While the Sonata sat on stage next to its less attractive Venue sibling at their New York Auto Show debut on Wednesday, Brian Smith, chief operating officer of Hyundai Motor America, said Hyundai’s “just getting started” with the new Sonata. In his quick rundown of what that includes, he answered the looming question of whether a Sonata would get Hyundai’s new N performance badge.
As it turns out, it will—along with other variants.
“There will be an all-new hybrid coming next year,” Smith said. “Not too long after that, we’ll introduce the next model in our N line—a high-performance, turbocharged Sonata with over 275 horsepower.” A Hyundai spokesperson later told Autoblog that the car would probably get “a lot more” power than that.
The logo that popped up behind Smith during the presentation was the one for Hyundai’s N Line instead of its N badge, which is an important distinction—the N Line is a step between regular models and N trims, like an ST or an Si badge, with sporty looks and performance tweaks. The 2019 Hyundai Elantra GT N Line gets 201 HP from a 1.6-liter turbo and 18-inch wheels compared to the regular Elantra GT’s non-turbo, 161-HP engine and 17-inch wheels, for example.

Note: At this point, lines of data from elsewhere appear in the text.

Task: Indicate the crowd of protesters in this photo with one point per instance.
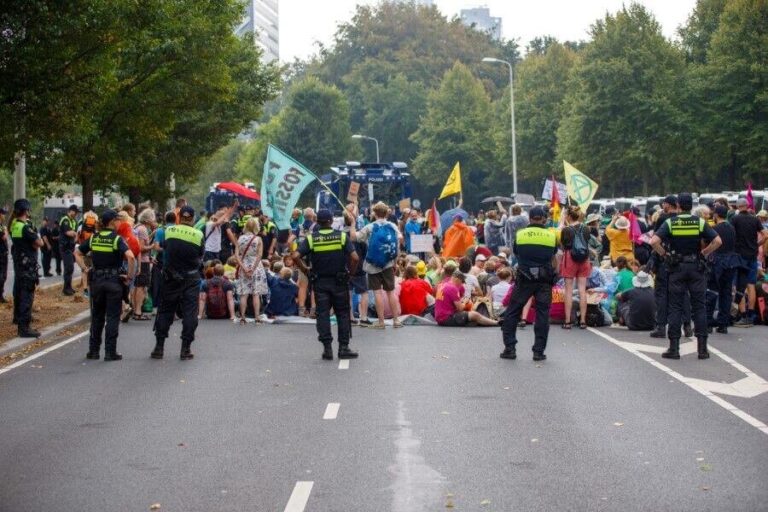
(607, 268)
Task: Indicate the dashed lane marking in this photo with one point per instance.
(48, 350)
(748, 387)
(299, 497)
(331, 411)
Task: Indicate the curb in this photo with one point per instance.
(16, 344)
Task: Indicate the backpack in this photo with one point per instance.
(216, 299)
(382, 245)
(580, 249)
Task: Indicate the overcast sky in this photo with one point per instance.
(302, 22)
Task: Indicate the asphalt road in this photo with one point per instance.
(428, 419)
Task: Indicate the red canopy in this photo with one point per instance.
(240, 190)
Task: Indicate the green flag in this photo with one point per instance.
(283, 181)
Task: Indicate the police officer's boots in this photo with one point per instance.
(157, 353)
(346, 353)
(186, 353)
(674, 350)
(702, 347)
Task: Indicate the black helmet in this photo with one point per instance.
(21, 206)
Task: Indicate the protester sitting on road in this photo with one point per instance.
(415, 294)
(617, 232)
(283, 295)
(217, 298)
(451, 308)
(637, 306)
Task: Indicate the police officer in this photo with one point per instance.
(3, 254)
(25, 247)
(68, 235)
(184, 249)
(333, 259)
(687, 271)
(107, 250)
(535, 248)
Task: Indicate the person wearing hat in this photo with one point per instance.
(184, 249)
(750, 235)
(535, 248)
(333, 259)
(685, 234)
(107, 250)
(721, 276)
(68, 237)
(26, 243)
(3, 254)
(637, 306)
(617, 232)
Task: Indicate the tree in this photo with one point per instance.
(621, 119)
(457, 128)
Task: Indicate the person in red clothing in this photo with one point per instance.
(415, 294)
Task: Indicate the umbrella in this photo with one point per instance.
(498, 199)
(240, 190)
(446, 218)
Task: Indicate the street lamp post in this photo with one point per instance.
(358, 136)
(512, 108)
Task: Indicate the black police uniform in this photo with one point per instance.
(67, 250)
(3, 259)
(661, 290)
(184, 249)
(107, 250)
(25, 266)
(687, 274)
(328, 251)
(534, 248)
(721, 277)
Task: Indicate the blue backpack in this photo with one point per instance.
(382, 245)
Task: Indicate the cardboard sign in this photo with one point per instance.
(422, 243)
(354, 188)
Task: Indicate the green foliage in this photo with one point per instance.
(621, 120)
(457, 127)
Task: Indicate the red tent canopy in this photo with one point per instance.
(239, 189)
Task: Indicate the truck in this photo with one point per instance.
(388, 182)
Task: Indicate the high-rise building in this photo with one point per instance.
(261, 20)
(480, 19)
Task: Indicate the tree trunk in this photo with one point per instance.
(87, 183)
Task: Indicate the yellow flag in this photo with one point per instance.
(580, 187)
(453, 185)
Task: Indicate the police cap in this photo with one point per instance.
(108, 216)
(685, 200)
(21, 206)
(324, 216)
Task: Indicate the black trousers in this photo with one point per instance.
(23, 297)
(175, 294)
(720, 293)
(331, 294)
(106, 305)
(688, 279)
(47, 258)
(68, 259)
(524, 290)
(661, 294)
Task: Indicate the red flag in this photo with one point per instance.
(433, 219)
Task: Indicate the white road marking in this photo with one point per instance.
(48, 350)
(299, 497)
(331, 411)
(743, 388)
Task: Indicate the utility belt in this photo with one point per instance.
(543, 274)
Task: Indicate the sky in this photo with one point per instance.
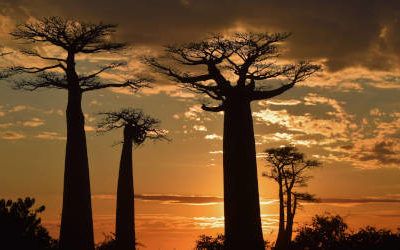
(347, 116)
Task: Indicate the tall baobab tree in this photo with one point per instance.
(234, 71)
(288, 167)
(137, 129)
(73, 38)
(4, 73)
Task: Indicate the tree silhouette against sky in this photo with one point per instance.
(288, 168)
(4, 73)
(137, 128)
(73, 38)
(234, 71)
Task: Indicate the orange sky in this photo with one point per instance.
(348, 117)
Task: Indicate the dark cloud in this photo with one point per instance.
(346, 33)
(384, 152)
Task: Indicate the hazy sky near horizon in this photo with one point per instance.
(347, 116)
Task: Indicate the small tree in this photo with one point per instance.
(21, 226)
(233, 71)
(72, 37)
(137, 129)
(206, 242)
(288, 168)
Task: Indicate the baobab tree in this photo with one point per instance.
(4, 73)
(73, 38)
(234, 71)
(288, 168)
(137, 128)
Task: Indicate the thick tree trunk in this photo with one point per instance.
(281, 232)
(125, 216)
(76, 232)
(289, 220)
(241, 199)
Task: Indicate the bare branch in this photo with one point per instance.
(35, 70)
(42, 80)
(101, 70)
(71, 35)
(134, 85)
(213, 109)
(30, 52)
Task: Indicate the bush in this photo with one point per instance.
(328, 232)
(21, 228)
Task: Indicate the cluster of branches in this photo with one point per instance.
(251, 57)
(288, 168)
(73, 37)
(137, 126)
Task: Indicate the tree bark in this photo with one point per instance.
(76, 232)
(125, 215)
(289, 220)
(241, 199)
(289, 227)
(281, 233)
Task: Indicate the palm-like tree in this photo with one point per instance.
(138, 128)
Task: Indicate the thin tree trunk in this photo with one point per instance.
(125, 221)
(281, 232)
(289, 219)
(242, 207)
(289, 228)
(76, 232)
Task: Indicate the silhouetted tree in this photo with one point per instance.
(72, 37)
(329, 232)
(4, 73)
(288, 168)
(233, 71)
(137, 129)
(21, 226)
(370, 238)
(206, 242)
(110, 243)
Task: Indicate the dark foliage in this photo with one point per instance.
(330, 232)
(289, 169)
(21, 228)
(110, 243)
(206, 242)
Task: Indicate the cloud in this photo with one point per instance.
(364, 35)
(213, 137)
(89, 128)
(169, 199)
(199, 128)
(50, 136)
(279, 102)
(34, 122)
(18, 108)
(6, 125)
(12, 135)
(384, 152)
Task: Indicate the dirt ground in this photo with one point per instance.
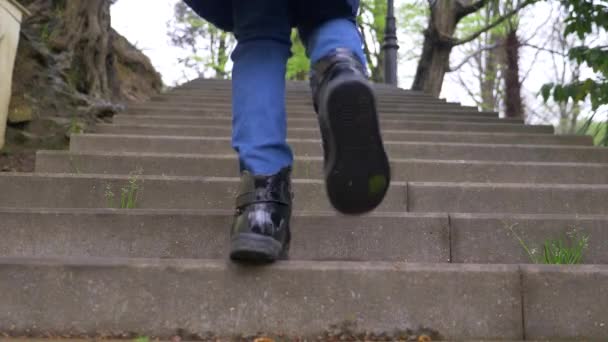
(17, 161)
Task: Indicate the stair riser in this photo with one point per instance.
(447, 299)
(413, 238)
(156, 193)
(516, 198)
(215, 99)
(411, 150)
(415, 171)
(164, 193)
(490, 238)
(311, 121)
(386, 124)
(307, 113)
(298, 92)
(205, 296)
(308, 116)
(422, 238)
(313, 133)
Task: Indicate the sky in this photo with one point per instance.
(149, 33)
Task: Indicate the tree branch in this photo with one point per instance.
(480, 50)
(494, 24)
(472, 8)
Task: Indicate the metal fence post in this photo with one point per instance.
(390, 46)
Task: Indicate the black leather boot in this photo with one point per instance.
(260, 231)
(357, 171)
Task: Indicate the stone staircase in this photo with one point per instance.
(437, 257)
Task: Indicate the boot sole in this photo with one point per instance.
(255, 248)
(357, 169)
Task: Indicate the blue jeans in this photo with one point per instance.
(263, 32)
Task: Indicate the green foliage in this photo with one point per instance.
(372, 24)
(566, 250)
(598, 130)
(585, 17)
(209, 46)
(298, 66)
(128, 193)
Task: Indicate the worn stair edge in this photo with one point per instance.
(205, 235)
(313, 148)
(410, 237)
(164, 192)
(311, 121)
(157, 297)
(400, 124)
(415, 170)
(413, 113)
(388, 134)
(565, 302)
(158, 192)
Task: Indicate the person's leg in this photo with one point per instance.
(357, 171)
(260, 232)
(339, 33)
(259, 133)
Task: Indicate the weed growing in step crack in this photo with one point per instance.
(565, 250)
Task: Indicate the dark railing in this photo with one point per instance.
(390, 46)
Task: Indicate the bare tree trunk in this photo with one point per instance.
(489, 89)
(435, 58)
(514, 107)
(85, 36)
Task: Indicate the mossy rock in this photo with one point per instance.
(20, 114)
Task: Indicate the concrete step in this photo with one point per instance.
(225, 98)
(507, 198)
(388, 134)
(415, 170)
(164, 192)
(207, 296)
(312, 148)
(413, 108)
(195, 234)
(309, 114)
(155, 192)
(403, 124)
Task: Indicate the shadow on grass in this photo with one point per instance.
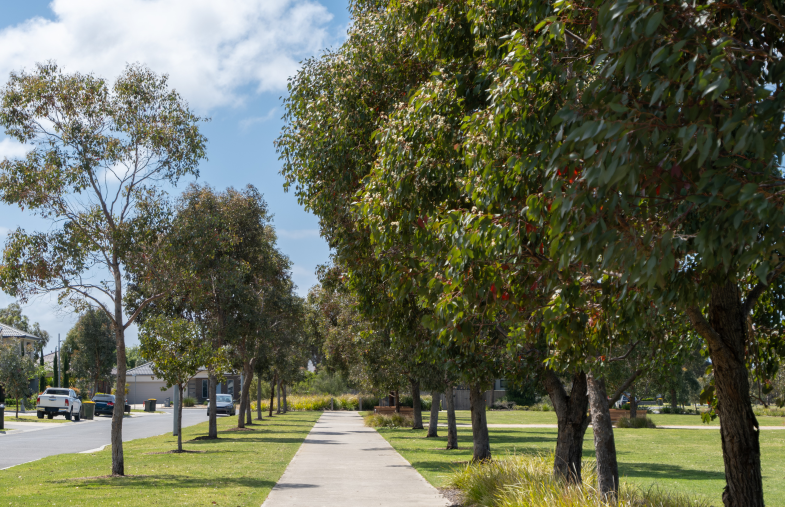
(661, 471)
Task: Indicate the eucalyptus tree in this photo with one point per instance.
(99, 153)
(92, 347)
(178, 350)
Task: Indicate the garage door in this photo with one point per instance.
(140, 391)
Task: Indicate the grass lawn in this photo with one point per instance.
(531, 417)
(240, 468)
(687, 461)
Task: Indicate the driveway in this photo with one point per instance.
(32, 441)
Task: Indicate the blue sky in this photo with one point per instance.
(229, 59)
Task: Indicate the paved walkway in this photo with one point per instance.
(343, 463)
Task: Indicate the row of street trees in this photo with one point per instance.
(201, 274)
(559, 187)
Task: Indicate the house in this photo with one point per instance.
(143, 384)
(26, 343)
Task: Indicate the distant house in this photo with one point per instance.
(143, 385)
(26, 343)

The regular Elantra GT also only comes with an automatic transmission, while the N Line has a standard six-speed manual and an optional seven-speed dual-clutch transmission. Is there hope for the Sonata, which comes with an eight-speed automatic only in 2020? Perhaps.
The regular 2020 Sonata that was on stage with new looks and an on-sale date of October will come with 191 HP and 181 lb-ft of torque, which is up from the 2019 car’s standard 185 HP and 178 lb-ft. A Sonata N Line with 275 HP would have 84 more horsepower than that but only 30 more than the 2.0-liter turbo Hyundai offers on the top 2019 trim, which starts at about $32,000.
If the N Line comes with more, well, the more the better.
If not, it’s still nice to see automakers keep sedans—and sport sedans—coming in the age of performance crossovers and SUVs. We need choices, after all, and if a turbocharged Sonata N Line is a choice, it’s not a bad one at all.